One of the great things about poker, for most people, is the fact that it’s a game that brings friends together.
It’s a good excuse to catch up with someone you haven’t seen for a while, or to have a group of mates over for a chilled out, fun night around the table. Poker has all the tools to enhance friendship; the ability to create funny, long-lasting memories, to boost patience and tolerance for those closest to you, as well as other great things…It’s a great game for friends.
Well, that is if you are not Nick Polias or Tobin Ryall.
The two Australians, who both share an avid love of poker, had a bitter falling out on a trip to Las Vegas, which has opened up a can of worms so large that a defamation case is now underway in a Sydney court.
It all started last year, when the friends were in Las Vegas around the time of the World Series of Poker (WSOP). When retrieving his poker chips from the hotel room he and Polias shared, Ryall discovered that $2,000 worth of his chips had gone missing.
When he quizzed his friend about it, Polias claimed to have no idea as to what happened to the chips. That explanation appeared to not have convinced Ryall, and resulted in the end of their once-strong friendship.
There was no moving on for both poker lovers, however, with the old saying “what happens in Vegas stays in Vegas” having not applied in their situation.
Ryall took his anger over his lost poker chips, and toward Polias, to social media after the incident, hitting out at his former friend on Facebook. “You are a lying, cheating, stealing, selfish, incredibly negative, self-pitying, bad person. Susan deserves better than you and you deserve to have no friends,” he wrote.
That comment was followed by comments from others which also demeaned Polias, prompting the Sydney sider to take legal action on his old pal for defamation.

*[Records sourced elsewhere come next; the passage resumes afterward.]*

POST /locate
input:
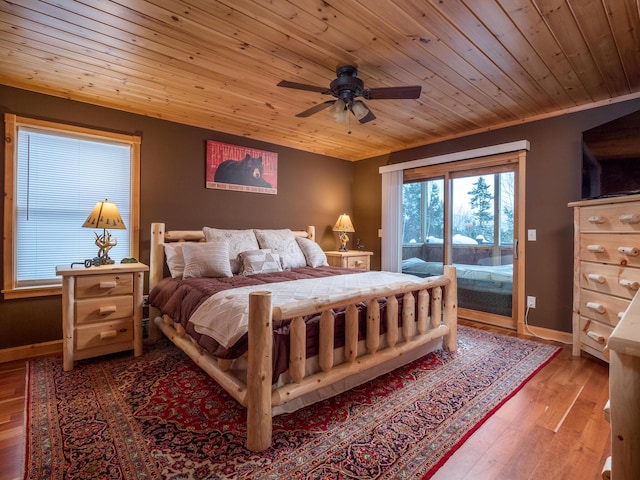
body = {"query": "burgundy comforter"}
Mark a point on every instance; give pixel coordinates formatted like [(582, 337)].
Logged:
[(179, 298)]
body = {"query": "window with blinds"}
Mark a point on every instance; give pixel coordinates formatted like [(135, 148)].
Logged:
[(59, 175)]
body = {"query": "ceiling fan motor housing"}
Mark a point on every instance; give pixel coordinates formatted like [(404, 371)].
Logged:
[(347, 86)]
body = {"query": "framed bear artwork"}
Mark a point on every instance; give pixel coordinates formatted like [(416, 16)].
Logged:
[(241, 169)]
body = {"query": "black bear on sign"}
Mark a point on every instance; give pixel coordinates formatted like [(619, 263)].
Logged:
[(247, 171)]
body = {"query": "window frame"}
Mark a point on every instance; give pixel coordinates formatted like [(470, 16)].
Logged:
[(12, 123)]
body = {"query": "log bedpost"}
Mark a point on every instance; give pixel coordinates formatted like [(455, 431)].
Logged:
[(451, 309), (259, 372), (156, 272)]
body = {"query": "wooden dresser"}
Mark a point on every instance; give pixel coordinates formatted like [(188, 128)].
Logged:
[(624, 395), (101, 310), (354, 259), (607, 268)]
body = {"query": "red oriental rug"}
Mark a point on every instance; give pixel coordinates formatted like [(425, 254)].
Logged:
[(159, 416)]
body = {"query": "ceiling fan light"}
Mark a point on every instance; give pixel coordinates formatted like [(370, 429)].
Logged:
[(359, 109), (339, 111)]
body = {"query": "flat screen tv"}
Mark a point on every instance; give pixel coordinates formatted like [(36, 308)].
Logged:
[(611, 158)]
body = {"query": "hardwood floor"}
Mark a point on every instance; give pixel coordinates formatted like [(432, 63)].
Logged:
[(552, 428)]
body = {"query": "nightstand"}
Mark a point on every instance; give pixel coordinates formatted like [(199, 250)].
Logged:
[(101, 310), (354, 259)]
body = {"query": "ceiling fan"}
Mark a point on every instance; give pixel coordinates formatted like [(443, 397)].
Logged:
[(347, 87)]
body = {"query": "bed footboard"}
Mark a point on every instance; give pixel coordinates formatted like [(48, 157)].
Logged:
[(436, 318)]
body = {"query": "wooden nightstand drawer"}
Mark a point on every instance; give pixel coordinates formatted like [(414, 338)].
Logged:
[(594, 335), (107, 333), (354, 259), (102, 285), (100, 309), (360, 262), (615, 248), (601, 307), (624, 217), (612, 279)]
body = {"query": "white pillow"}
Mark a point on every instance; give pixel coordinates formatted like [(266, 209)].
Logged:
[(284, 243), (175, 259), (204, 259), (312, 252), (237, 240), (260, 261)]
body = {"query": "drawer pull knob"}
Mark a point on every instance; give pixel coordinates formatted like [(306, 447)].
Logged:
[(632, 284), (108, 334), (596, 277), (629, 218), (108, 309), (598, 307), (596, 337), (631, 251)]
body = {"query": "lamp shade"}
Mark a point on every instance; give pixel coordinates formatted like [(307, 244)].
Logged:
[(105, 215), (343, 224)]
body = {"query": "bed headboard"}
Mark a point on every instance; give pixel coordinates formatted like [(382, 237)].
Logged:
[(160, 236)]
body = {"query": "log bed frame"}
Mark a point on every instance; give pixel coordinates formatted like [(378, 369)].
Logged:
[(257, 394)]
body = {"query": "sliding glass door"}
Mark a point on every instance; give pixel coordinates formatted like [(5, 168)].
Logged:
[(465, 217)]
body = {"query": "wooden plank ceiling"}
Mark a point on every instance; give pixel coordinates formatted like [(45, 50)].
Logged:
[(215, 64)]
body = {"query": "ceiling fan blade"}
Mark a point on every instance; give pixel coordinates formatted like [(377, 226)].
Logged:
[(408, 92), (368, 117), (316, 108), (302, 86)]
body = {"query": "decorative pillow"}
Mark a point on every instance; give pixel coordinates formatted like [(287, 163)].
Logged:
[(259, 261), (284, 243), (175, 259), (204, 259), (312, 252), (237, 240)]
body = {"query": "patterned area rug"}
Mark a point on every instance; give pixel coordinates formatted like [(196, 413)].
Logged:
[(159, 416)]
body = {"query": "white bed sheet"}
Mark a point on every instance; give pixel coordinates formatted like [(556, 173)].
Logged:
[(224, 316)]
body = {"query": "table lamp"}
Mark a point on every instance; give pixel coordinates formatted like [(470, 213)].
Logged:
[(105, 215), (343, 225)]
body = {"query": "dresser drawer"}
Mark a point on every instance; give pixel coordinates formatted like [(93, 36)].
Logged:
[(611, 279), (104, 333), (624, 217), (615, 248), (104, 285), (360, 262), (604, 308), (594, 334), (100, 309)]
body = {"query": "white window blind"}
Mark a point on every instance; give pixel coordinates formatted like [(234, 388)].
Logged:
[(59, 179)]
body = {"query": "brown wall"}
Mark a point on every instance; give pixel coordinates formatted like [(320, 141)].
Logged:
[(553, 180), (312, 190)]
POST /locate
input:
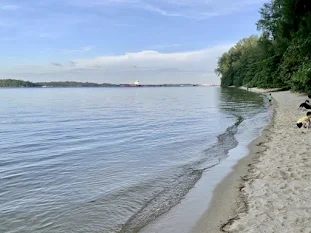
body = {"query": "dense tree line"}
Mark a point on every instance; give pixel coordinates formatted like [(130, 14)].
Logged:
[(280, 56)]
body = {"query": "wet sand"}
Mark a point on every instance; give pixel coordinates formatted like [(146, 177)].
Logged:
[(268, 191)]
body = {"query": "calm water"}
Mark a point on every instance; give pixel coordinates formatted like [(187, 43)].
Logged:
[(111, 159)]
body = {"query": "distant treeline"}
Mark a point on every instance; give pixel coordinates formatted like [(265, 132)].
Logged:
[(280, 56), (17, 83), (22, 83)]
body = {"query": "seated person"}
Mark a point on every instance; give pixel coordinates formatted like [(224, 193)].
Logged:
[(304, 121)]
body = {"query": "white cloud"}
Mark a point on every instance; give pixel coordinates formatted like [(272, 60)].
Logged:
[(147, 66), (84, 49)]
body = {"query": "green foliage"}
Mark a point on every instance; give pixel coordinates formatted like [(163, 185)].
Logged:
[(280, 57)]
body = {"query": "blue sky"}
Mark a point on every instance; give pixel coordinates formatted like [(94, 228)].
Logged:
[(120, 41)]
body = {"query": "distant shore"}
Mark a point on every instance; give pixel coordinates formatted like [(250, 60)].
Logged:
[(14, 83), (268, 190)]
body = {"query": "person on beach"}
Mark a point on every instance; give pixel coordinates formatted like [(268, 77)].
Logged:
[(304, 121), (270, 98)]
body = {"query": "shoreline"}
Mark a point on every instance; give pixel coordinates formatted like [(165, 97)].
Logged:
[(227, 200), (269, 190)]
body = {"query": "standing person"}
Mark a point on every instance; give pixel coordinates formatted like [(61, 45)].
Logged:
[(304, 121), (270, 98)]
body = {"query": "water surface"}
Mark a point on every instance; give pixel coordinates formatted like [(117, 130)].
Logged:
[(111, 159)]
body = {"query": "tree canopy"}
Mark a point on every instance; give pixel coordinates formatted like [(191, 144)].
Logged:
[(280, 56)]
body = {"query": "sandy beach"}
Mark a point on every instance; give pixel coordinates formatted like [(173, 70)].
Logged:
[(269, 190)]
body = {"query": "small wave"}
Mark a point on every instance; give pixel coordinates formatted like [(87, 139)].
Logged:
[(174, 192)]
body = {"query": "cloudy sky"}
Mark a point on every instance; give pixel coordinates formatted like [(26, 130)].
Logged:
[(120, 41)]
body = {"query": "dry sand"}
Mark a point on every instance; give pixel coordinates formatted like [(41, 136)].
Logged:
[(270, 190)]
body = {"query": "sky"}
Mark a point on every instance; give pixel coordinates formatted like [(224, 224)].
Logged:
[(120, 41)]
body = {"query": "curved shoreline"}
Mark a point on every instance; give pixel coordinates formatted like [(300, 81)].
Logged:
[(228, 201)]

The newfound hatred between the two was not just confined to the Internet. It also reached the live poker scene of Sydney, where a number of players appeared to have taken Ryall’s side in the matter.
Polias alleged that professional poker player Andy Lee harassed him at The Star casino, which resulted in Lee’s ejection from the premises. Like Ryall, Lee also took to social media to vent his thoughts on Polias after their Sydney casino run in, something which Polias has also included in his defamation case.
The case will go back to court on October 8, where a solution to the dispute will likely be handed down. The same can’t be said for the once solid friendships between the players involved.
Many people may see different lessons that could be learned from a case like this. One possible solution may be to get different hotel rooms if going on poker jaunts with your friends. But that could be a waste of money, seeing as one will likely spend more time at the poker table than in the hotel room.
Whatever the result is in the court case, it won’t change the unfortunate fact that missing poker chips was the reason of such a bitter falling out between good friends. That goes against one of the main positive points of poker; the fact that it can create and enhance friendships and good times.